What would that look like? One sign would be a wholesale retreat of corporate players from rival markets. Not isolated exits, but sustained waves of divestment, triggered not by tariffs or regulations, but by geopolitical risk and reputational liability. When entire sectors begin to abandon operations in key economies, that’s when the glue of interdependence is truly giving way.
Another early warning: a marked reduction in expat workforces and high-level international placements. Multinationals often serve as informal bridges between cultures and systems. When executives no longer feel safe or see value in maintaining a presence abroad, the insulation against miscalculation thins.
We might also witness mass unwinding of cross-border supply chains in sectors previously thought unassailable, like pharma, aerospace, or finance. Not tweaks for resilience, but outright de-integration.
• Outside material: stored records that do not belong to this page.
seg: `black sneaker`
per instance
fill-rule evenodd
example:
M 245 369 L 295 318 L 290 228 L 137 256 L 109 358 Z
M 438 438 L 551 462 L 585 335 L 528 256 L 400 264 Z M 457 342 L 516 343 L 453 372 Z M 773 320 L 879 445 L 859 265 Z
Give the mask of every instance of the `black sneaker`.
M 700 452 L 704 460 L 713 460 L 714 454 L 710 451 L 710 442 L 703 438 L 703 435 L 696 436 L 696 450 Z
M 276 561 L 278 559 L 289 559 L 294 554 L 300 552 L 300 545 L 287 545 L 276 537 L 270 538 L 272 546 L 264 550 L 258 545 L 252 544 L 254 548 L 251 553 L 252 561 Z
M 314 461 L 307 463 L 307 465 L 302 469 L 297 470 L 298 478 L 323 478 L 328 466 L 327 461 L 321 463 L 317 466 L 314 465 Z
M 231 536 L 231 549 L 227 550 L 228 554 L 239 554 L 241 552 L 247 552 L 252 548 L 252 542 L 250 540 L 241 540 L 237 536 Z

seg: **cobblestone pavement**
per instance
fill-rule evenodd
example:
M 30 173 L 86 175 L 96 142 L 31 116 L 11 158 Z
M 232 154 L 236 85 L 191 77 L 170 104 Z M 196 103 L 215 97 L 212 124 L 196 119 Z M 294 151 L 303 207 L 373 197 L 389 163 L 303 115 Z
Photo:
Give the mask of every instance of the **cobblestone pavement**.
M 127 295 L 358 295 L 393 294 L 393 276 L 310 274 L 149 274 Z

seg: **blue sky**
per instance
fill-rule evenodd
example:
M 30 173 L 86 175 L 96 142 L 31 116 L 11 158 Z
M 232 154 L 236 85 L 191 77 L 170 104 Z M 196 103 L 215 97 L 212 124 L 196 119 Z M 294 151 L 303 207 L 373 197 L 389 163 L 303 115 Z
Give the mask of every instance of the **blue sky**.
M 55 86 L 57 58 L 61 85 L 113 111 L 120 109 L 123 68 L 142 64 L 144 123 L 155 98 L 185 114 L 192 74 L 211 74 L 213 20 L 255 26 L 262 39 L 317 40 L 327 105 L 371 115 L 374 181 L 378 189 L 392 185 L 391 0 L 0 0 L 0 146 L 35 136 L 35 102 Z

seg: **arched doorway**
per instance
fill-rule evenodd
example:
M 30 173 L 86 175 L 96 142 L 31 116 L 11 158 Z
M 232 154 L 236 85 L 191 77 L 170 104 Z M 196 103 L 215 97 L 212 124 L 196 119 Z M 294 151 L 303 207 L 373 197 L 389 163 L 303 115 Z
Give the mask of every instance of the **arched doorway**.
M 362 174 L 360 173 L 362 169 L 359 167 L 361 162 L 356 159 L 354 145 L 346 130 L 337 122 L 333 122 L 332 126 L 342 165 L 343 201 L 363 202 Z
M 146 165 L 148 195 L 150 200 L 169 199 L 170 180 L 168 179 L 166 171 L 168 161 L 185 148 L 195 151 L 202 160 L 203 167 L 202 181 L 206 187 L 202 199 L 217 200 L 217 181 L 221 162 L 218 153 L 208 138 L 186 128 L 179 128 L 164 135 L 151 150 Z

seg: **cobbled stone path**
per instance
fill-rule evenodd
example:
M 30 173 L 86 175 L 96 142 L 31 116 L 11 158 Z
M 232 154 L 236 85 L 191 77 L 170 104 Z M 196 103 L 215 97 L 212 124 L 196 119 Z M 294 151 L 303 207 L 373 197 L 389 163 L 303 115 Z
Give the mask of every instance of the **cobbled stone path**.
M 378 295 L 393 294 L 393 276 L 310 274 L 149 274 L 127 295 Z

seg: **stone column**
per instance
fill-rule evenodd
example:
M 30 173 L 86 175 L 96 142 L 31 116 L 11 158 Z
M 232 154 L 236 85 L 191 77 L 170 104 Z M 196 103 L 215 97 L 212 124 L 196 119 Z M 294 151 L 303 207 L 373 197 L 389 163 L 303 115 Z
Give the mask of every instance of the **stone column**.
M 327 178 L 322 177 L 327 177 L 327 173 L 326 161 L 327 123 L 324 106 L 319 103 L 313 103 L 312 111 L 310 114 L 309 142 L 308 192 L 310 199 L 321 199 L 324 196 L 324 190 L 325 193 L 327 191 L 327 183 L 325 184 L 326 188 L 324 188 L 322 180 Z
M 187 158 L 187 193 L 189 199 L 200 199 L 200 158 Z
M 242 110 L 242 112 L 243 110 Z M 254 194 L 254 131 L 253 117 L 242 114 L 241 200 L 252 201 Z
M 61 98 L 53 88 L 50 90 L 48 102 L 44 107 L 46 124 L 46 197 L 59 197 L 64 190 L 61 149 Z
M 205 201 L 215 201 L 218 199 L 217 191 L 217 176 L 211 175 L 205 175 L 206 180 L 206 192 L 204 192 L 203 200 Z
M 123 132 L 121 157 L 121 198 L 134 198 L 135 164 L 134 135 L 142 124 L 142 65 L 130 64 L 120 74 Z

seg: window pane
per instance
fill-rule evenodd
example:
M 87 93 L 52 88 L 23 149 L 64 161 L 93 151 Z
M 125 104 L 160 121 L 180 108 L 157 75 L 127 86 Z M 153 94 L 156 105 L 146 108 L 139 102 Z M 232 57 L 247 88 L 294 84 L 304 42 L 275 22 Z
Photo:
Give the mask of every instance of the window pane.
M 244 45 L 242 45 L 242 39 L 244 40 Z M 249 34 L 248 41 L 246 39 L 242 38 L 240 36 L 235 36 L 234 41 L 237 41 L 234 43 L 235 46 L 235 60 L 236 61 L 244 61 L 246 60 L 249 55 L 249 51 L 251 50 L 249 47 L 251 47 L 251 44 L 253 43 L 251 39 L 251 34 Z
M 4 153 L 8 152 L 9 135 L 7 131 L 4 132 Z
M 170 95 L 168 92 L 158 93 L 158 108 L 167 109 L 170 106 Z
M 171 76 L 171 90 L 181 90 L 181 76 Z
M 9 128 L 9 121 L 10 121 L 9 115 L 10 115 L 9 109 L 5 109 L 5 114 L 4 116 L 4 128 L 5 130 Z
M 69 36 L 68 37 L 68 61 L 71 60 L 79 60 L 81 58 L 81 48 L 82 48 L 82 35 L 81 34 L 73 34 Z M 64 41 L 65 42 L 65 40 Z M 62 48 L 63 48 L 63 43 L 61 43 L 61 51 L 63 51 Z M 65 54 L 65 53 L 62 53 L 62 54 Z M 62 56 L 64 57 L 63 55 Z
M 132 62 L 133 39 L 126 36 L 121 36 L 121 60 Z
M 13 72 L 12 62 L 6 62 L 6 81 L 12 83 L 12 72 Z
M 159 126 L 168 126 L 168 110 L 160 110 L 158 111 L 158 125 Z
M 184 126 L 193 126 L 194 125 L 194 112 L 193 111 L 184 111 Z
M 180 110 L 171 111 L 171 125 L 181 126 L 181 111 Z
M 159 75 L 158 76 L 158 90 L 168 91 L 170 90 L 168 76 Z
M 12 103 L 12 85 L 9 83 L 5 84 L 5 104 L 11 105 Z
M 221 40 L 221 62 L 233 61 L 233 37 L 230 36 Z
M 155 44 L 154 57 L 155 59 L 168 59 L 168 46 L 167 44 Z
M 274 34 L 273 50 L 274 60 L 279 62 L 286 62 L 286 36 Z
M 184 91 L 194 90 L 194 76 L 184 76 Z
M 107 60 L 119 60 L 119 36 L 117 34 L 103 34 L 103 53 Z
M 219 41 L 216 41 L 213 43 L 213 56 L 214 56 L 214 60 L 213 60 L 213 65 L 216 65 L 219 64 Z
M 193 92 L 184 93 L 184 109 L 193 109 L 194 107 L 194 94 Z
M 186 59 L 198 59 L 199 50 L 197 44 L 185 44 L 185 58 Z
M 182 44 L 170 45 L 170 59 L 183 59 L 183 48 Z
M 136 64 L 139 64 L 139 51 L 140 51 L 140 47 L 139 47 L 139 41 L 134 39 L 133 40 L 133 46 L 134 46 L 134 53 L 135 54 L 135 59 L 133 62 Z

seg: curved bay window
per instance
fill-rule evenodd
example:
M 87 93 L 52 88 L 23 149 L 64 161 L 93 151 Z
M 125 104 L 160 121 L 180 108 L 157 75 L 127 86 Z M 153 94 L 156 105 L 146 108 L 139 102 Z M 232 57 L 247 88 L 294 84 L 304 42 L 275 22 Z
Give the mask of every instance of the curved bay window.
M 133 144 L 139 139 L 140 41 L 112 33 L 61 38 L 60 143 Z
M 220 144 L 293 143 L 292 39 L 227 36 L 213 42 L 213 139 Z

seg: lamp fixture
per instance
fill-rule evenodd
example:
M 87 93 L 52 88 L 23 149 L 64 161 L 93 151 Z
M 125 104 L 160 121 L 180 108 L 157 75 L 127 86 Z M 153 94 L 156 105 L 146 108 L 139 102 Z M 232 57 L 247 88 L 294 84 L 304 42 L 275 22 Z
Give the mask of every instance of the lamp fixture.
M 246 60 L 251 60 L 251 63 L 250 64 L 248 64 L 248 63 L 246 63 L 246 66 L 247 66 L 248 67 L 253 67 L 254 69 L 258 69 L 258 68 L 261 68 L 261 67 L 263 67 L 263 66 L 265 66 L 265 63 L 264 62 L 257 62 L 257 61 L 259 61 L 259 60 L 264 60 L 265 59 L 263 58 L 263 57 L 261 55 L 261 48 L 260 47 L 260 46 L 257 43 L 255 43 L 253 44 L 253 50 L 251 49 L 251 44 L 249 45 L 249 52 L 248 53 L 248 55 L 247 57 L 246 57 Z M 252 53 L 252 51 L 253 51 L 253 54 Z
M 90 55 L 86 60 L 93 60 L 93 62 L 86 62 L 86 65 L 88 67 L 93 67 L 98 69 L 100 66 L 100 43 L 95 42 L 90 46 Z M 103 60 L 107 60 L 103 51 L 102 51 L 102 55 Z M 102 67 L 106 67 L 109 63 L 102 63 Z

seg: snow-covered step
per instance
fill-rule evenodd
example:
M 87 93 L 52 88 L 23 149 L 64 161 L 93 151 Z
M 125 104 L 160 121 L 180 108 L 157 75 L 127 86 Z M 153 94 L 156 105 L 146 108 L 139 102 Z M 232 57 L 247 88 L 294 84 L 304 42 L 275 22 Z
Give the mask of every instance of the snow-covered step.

And then there’s the media. Would it report on this unravelling clearly? Unlikely. Most major media outlets are either owned or heavily influenced by conglomerates with deep commercial interests in preserving the appearance of stability. Would CNN run a segment titled “Wall Street Quietly Pulling Out of China” if its parent company depends on Chinese market access? Would the BBC call out UK industrial decoupling if its international partners include state-linked platforms? We already saw during COVID how supply chain failures were framed as temporary glitches, not systemic vulnerabilities. If this fragmentation deepens, expect it to be reported as a reshuffling, until it can no longer be hidden.
The evidence is already mounting. Apple is shifting supply out of China. Samsung is consolidating operations closer to home. US investment in Chinese manufacturing has cratered. Meanwhile, China’s own tech giants are retreating from Western capital markets, delisting and repatriating.
None of this means war is inevitable. But it does mean that the old belief, that capitalism makes the world safe, is dying. And what comes next is unlikely to be guided by spreadsheets. It will be driven by threat perceptions, resource control, and cold strategic calculus.
Globalisation wasn’t peace. It was a ceasefire built on mutual profit margins. And that ceasefire is ending.